The Public Sphere’s New Enemies

All around the world, the space that people need to express themselves freely and register dissent is shrinking. Even as the Internet and communications technology have made speaking up publicly technically easier than ever, ubiquitous state and commercial surveillance has ensured that free expression and protest remain constrained.

NEW YORK – Before November’s terrorist attacks in Paris, it was legal to stage a demonstration in a public square in that city. Now it isn’t. In Uganda, although citizens campaigning against corruption or in favor of gay rights often faced a hostile public, they didn’t face jail time for demonstrating. But under a frighteningly vague new statute, now they do. In Egypt, government authorities recently raided and shut down prominent cultural institutions – an art gallery, a theater, and a publishing house – where artists and activists once gathered.

All around the world, it seems, the walls are closing in on the space that people need to assemble, associate, express themselves freely, and register dissent. Even as the Internet and communications technology have made speaking up publicly technically easier than ever, ubiquitous state and commercial surveillance has ensured that expression, association, and protest remain constrained. In short, speaking up has never required more courage.

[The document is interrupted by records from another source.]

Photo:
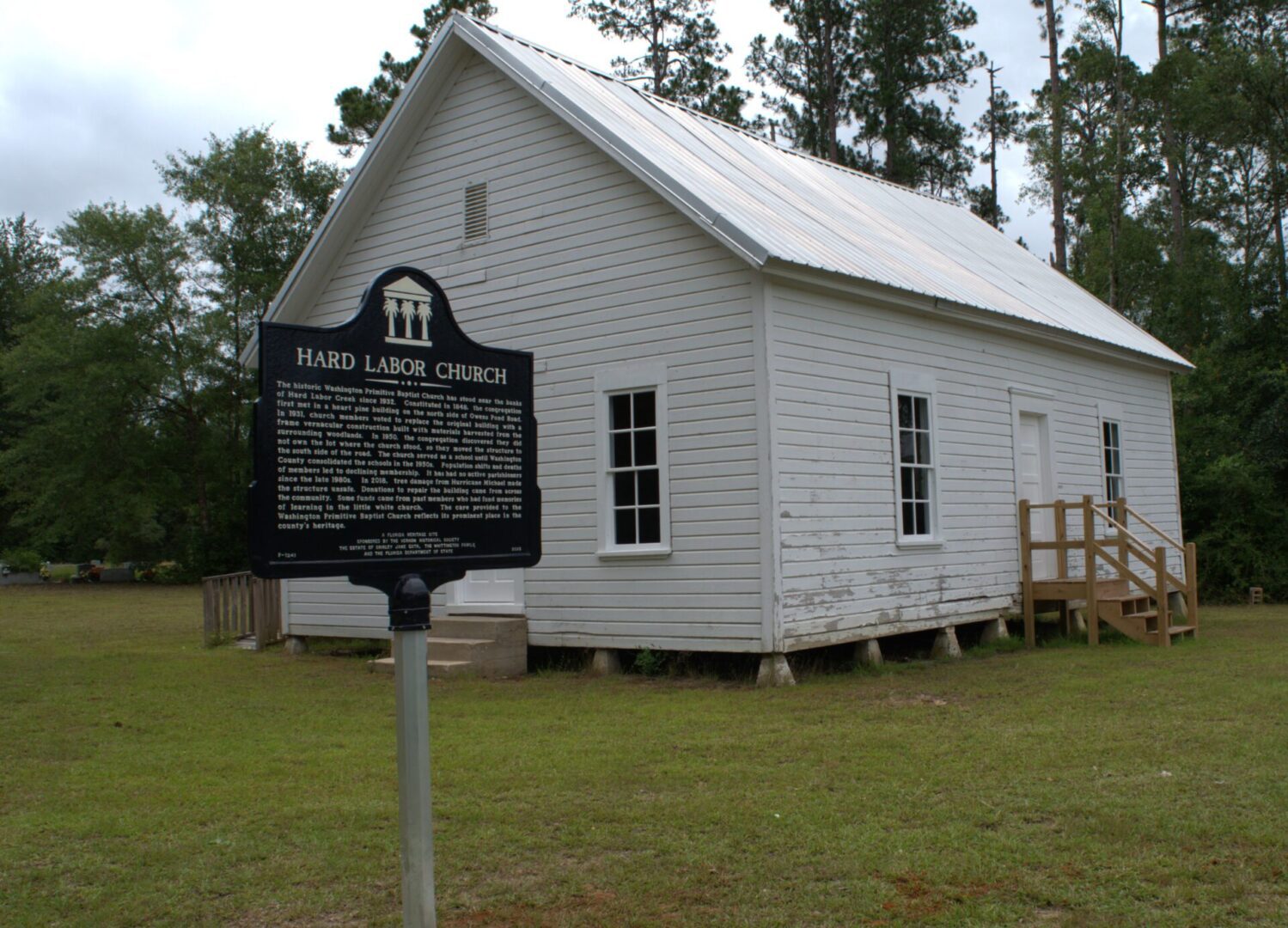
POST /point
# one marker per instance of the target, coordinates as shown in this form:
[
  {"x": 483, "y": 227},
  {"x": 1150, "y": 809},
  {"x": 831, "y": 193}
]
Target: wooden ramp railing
[
  {"x": 240, "y": 605},
  {"x": 1135, "y": 598}
]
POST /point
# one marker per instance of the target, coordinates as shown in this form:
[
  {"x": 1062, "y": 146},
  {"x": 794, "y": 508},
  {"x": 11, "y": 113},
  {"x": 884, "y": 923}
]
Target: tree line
[{"x": 124, "y": 412}]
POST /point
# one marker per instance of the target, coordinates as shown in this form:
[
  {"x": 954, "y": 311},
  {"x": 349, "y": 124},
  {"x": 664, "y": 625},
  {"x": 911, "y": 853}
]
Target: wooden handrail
[
  {"x": 1127, "y": 543},
  {"x": 1158, "y": 531},
  {"x": 1056, "y": 546},
  {"x": 1102, "y": 551},
  {"x": 1138, "y": 548},
  {"x": 1117, "y": 525}
]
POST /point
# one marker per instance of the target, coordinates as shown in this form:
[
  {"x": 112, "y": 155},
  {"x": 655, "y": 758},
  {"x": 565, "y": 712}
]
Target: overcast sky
[{"x": 92, "y": 95}]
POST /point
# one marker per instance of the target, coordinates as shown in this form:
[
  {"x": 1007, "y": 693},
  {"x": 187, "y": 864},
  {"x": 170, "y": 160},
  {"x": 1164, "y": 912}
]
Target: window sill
[
  {"x": 919, "y": 543},
  {"x": 640, "y": 552}
]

For me, this shift could not hit closer to home. In November, the Open Society Foundations (the global philanthropies of George Soros, which I lead) became the second organization blacklisted under a Russian law, enacted in May, that allows the country’s prosecutor general to ban foreign organizations and suspend their financial support of local activists. Because anyone who engages with us is subject to possible prosecution and imprisonment, we have had no choice but to cut off relations with the dozens of Russian citizens we supported in their efforts to preserve some fragment of democracy in their country.